La ville n’a pas besoin du soleil ni de la
lune pour l’éclairer,
Car la gloire de
Dieu l’illumine :
Son luminaire,
c’est l’Agneau.
Les nations
marcheront à sa lumière,
Et les rois de
la terre y porteront leur gloire.
Jour après jour,
jamais les portes ne seront fermées,
car il n’y aura
plus de nuit.
On apportera dans la ville la gloire et
le faste des nations.
Apocalypse
21 : 22-26
Méditation
Nous célébrons
la riche diversité de la population arabe de Jérusalem et déplorons les actions
d’Israël pour la diviser selon des critères religieux et ethniques. Quelles
sont les forces de division dans votre communauté, et comment pouvez-vous les nommer
et leur résister ?
Prière
Dieu
d’une paix durable et d’une justice qui renverse les tables, j’ajoute ma prière
à celle du Psalmiste. Que ceux qui aiment Jérusalem puissent prospérer, qu’il
règne une paix juste entre ses murs et la sécurité dans ses tours, procurée par
un amour qui discerne quand il est juste de séparer et quand il faut
courageusement rassembler. Au nom de l’Agneau qui était, qui est et qui sera
toujours la lumière de Jérusalem. Amen.
Action
Lire
(ou relire) l’appel ‘Un Cri pour de l’Espoir : Un appel à une action
décisive’ de Kairos Palestine et Kairos mondial pour la Justice (se trouve sur
le blog des Amis de Sabeel France http://amisdesabeelfrance.blogspot.com/. S’engager dans
l’une des sept actions proposées.
Dimanche de
Pâques
En l’absence de
tout espoir, nous faisons entendre aujourd’hui notre cri d’espérance. Nous
croyons en un Dieu bon et juste. Nous croyons que sa bonté finira par triompher
sur le mal de la haine et de la mort qui règnent encore sur notre terre. Et
nous finirons par entrevoir une “terre nouvelle” et un “homme nouveau”, capable
de s’élever par son esprit jusqu’à l’amour de tous ses frères et sœurs qui
habitent cette terre.
Document Kairos
Palestine – Un Moment de Vérité, Chapitre 10
8
La Paix dans le
monde passe par Jérusalem
par George Zeidan
En temps normal avant que la pandémie ne vole
tant de temps à nos courtes vies, j'emmenais volontiers de nombreux amis et
visiteurs explorer la vieille ville de Jérusalem. Comme tous les habitants de tout
lieu, nous avons tendance à considérer notre propre ville comme bien connue. Chaque
fois que je traverse les endroits reculés et les marchés et que je visite
certains des lieux les plus saints pour les trois religions abrahamiques du
monde, je suis bouleversé. C'est toujours spécial : dans le même quartier tant
de gens différents partagent leur vénération pour Dieu et prient pour son
soutien, son amour et, certainement, pour la paix.
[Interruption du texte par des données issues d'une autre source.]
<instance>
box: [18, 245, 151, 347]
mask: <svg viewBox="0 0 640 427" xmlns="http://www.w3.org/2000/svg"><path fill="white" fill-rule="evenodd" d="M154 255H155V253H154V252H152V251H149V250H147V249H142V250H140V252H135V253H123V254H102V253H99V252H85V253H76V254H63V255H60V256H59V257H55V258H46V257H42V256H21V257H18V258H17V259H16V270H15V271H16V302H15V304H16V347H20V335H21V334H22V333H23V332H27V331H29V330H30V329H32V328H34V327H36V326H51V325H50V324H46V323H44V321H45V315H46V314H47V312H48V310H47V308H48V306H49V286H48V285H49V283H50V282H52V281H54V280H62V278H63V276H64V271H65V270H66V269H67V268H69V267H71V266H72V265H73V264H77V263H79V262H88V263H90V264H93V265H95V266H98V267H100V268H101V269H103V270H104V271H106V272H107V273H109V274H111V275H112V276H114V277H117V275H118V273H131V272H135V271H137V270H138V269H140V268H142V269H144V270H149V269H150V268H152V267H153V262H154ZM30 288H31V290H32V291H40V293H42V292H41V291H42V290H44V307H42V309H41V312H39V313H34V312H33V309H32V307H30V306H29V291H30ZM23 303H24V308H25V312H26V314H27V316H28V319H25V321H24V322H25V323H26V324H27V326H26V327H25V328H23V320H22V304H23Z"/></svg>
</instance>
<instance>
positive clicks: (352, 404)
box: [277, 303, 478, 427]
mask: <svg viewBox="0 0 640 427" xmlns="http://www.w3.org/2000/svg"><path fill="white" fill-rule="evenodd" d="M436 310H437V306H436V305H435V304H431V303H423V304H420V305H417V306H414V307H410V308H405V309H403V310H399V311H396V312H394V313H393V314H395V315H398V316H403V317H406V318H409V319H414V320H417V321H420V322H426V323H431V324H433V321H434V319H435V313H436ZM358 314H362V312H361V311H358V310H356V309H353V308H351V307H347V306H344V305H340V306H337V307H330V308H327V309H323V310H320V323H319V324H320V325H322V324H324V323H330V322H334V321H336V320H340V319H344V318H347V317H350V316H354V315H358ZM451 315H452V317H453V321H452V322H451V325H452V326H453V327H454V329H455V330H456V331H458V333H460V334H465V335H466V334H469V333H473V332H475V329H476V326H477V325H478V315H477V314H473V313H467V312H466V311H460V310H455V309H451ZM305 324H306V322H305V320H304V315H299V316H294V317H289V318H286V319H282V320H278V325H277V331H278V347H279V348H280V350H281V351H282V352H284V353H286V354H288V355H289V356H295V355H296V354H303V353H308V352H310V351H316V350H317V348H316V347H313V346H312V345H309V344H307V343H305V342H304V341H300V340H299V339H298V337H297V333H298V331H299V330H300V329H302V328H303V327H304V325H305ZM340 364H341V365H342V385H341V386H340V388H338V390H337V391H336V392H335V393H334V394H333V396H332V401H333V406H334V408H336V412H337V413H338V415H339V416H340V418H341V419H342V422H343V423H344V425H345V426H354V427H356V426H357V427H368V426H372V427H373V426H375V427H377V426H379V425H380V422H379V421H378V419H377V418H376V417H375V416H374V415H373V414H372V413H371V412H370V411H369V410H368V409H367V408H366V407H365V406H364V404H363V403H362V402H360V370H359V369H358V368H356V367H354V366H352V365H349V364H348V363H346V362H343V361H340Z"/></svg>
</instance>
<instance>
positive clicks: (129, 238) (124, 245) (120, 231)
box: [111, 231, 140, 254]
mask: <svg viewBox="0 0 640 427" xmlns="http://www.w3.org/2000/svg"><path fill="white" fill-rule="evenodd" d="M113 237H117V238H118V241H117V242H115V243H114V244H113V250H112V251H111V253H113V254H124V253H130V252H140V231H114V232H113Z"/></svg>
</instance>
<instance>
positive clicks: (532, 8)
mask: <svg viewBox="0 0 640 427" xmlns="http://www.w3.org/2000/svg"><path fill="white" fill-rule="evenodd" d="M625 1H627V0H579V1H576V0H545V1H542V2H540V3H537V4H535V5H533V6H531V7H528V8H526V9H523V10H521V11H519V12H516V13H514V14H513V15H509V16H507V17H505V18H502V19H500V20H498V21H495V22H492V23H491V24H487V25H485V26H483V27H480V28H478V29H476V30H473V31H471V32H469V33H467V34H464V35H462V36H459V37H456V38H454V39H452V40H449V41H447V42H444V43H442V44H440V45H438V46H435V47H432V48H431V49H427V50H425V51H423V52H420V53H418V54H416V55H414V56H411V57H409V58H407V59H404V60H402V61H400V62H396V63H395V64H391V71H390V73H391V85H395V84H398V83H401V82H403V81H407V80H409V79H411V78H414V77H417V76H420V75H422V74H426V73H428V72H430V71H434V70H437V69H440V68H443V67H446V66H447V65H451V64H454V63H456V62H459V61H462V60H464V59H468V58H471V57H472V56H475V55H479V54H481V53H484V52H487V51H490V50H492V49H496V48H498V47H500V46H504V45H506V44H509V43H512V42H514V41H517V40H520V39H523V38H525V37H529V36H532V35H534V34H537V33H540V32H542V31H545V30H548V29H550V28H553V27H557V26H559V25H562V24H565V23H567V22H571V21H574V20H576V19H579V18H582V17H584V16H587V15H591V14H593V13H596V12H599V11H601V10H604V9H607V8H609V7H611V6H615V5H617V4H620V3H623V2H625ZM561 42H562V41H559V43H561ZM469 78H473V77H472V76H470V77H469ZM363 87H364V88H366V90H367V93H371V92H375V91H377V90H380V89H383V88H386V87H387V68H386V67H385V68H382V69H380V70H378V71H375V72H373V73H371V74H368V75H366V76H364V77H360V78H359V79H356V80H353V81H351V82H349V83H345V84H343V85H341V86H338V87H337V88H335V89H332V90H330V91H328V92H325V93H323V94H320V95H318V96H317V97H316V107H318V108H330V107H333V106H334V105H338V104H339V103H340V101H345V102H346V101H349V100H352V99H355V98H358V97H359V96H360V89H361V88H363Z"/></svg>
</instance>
Se prétendant missionnaires de leur ascendant
le patriarche Abraham, Trump et Israël ont signé des accords de paix avec trois
pays arabes : les Émirats arabes unis, Bahreïn et le Soudan. Selon la Maison
Blanche, les accords d'Abraham « poursuivent une vision de paix, de
sécurité et de prospérité au Moyen-Orient et dans le monde entier ». De
fortes rumeurs laissent entendre que de nombreuses autres nations arabes sont
sur le point de signer des traités de paix avec Israël.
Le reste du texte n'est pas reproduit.